Turkey’s Prime Minister Recep Tayyip Erdoğan apologized Tuesday “on the state’s behalf” for the Dersim killings in the late 1930s, marking the first time a representative of the Turkish Republic had ever apologized for the attacks, reports the Hürriyet Daily News.
He insisted that the Republican People’s Party (CHP), which ruled Turkey under a single-party regime at the time, was responsible for the military operation in the rebellious Alevi-populated region, the present-day province of Tunceli, and must apologize. “If an apology is required on behalf of the state and if such precedents exist, I am apologizing,” Erdoğan said at a meeting of his Justice and Development Party (AKP).

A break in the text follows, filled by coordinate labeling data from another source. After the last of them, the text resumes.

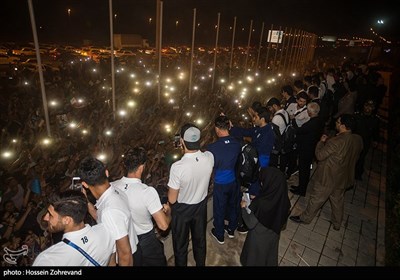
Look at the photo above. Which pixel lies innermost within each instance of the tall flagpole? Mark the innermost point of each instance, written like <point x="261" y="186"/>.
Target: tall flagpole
<point x="215" y="54"/>
<point x="269" y="46"/>
<point x="287" y="50"/>
<point x="192" y="53"/>
<point x="36" y="41"/>
<point x="259" y="45"/>
<point x="248" y="47"/>
<point x="277" y="47"/>
<point x="112" y="56"/>
<point x="232" y="48"/>
<point x="159" y="44"/>
<point x="283" y="47"/>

However, he said, “If someone is to apologize for and face up to this tragedy, it is not the AKP and the AKP government but the CHP, the author of this bloody episode, as well as the CHP deputies and the CHP chairperson who hails from Tunceli.”
The CHP leader withheld any immediate reaction, but his aides promptly issued condemnations.
Doğu Ergil, a political scientist, told the Hürriyet that the apology was remarkable and that the prime minister should not stop at one apology. “I wonder if Erdoğan would have done the same thing if the perpetrators had been close to his political views,” he said. “And the debate should not be limited to Dersim killings. Turkey should apologize for the 1915 Armenian killings and the Sept. 6-7, 1955, events, which resulted in the mass exodus of minorities from the country.”
Erdoğan slammed CHP leader Kemal Kılıçdaroğlu for likening his stance on the Dersim killings to the Armenian diaspora’s genocide campaign, saying he would “put in his place” anyone who would make such a comparison.